The fix would modify the code in the following way.

def translate(java_object, translated_objects=None):
    if translated_objects is None:
        translated_objects = {}
        
    if id(java_object) in translated_objects:
        return translated_objects[id(java_object)]

    # ...handle other kind of objects

    # handle lists
    if java_object.is_java_list():
        new_list = []
        translated_objects[id(java_object)] = new_list
        for element in java_object:
            new_list.append(translate(element, translated_objects))
        return new_list

Simple, right? Note that java_object is of foreign type when passed to Python. Since I was in a “debug mode” my actual function printed java_object before proceeding to the rest of the function body.

def translate(java_object, translated_objects=None):
    print(f"translating {java_object} with id {id(java_object)}")

    # ...rest of the function

Everything was good, until I passed a recursive list to the function - and all I saw was a RecursionError. Polyglot doesn’t provide a very detailed stacktrace for errors arising from Python, and all I saw was that the error came from translate. But print was not executed, like it usually would while working with other objects. I confirmed that the statement before invoking translate was being executed, and inferred that the problem must be in the internals of Polyglot - maybe Polyglot did not know how to pass recursive structures to Python (possibly because it could not “wrap” it up in the foreign type). GraalVM has limited documentation, and a PhD student who shares the office with me suggested that I check GraalPython’s source code to find some implementation details. The code was understandably (small team of researchers, new project, etc.) not very well documented, and I could not find anything useful. I told my advisor that this is not my problem and maybe we should raise a bug report with the GraalVM team (which I already did informally).

Satisfied, I went back to my next task. But while scrolling through the translate function, I realized to my horror that my code actually looks like this.

def translate(java_object, translated_objects=None):
    if translated_objects is None:
        translated_objects = {}
        
    if id(java_object) in translated_objects:
        return translated_objects[id(java_object)]

    # ...handle other kind of objects

    # handle lists
    if java_object.is_java_list():
        new_list = []
        for element in java_object:
            new_list.append(translate(element, translated_objects))
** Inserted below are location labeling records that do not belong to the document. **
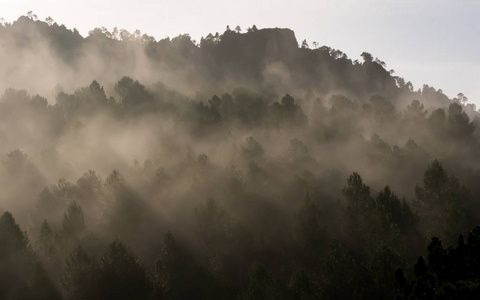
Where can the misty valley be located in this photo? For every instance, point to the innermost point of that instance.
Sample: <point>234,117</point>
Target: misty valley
<point>243,166</point>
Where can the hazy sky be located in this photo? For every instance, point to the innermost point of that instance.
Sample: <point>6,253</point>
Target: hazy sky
<point>436,42</point>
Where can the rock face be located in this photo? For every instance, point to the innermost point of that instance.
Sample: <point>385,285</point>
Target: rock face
<point>269,60</point>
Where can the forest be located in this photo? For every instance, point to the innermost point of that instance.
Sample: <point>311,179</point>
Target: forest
<point>242,166</point>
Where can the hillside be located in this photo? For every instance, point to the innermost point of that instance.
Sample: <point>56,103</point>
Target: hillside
<point>243,166</point>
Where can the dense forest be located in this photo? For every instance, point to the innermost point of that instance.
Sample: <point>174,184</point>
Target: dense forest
<point>243,166</point>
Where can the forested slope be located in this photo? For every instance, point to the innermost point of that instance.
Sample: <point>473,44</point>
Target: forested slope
<point>243,166</point>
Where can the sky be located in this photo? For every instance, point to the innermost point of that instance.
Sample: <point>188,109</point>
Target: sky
<point>434,42</point>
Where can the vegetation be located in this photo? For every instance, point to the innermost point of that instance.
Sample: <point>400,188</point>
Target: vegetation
<point>259,169</point>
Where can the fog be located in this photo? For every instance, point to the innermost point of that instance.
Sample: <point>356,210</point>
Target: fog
<point>228,168</point>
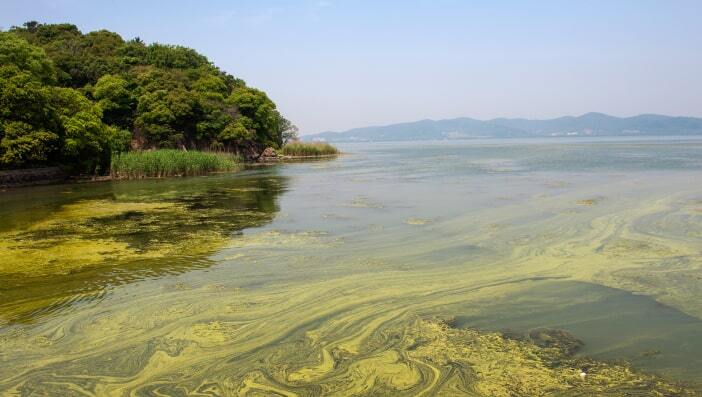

        # NOTICE THIS LINE ---------------------------v
        translated_objects[id(java_object)] = new_list
        # ---------------------------------------------
        
        return new_list

Yes, this would lead to a RecursionError because my inner objects would never see the translation of the outer list. I knew that even if this was the error, my print statement should have executed. But I nonetheless fixed the code and ran it again with mixed feelings of satisfaction and embarrassment. However the RecursionError persisted - and with the same observation. I was partly relieved that nobody would know about my bug, and that the actual error is still in the internals of Polyglot.

I called it a day and before making a commit, removed the print that I put when I started working in the morning. I ran all tests again (because why not?) and to my absolute surprise, everything compiled and passed! It turned out that the RecursonError was due to the print call itself! Java can print recursive lists by replacing self-references with a placeholder (this Collection), while Python does the same with [...]. However the __format__ (and even __str__ and __repr__ – although I don’t think all three of these would even have been implemented) method on foreign does not properly handle recursive structures and that is where the RecursionError was coming from (evaluation of the f-string invokes the __format__ method).

So I did find a bug in Polyglot, but not one that had anything to do (I am not going to print foreign Java lists in Python) with what I was doing. The bug in what I was doing was really mine, but I never really hit it (and nobody else would have known about it) - so was it really a bug? Let’s call it a minor typo. And of course I have fixed my bug report to the GraalVM team.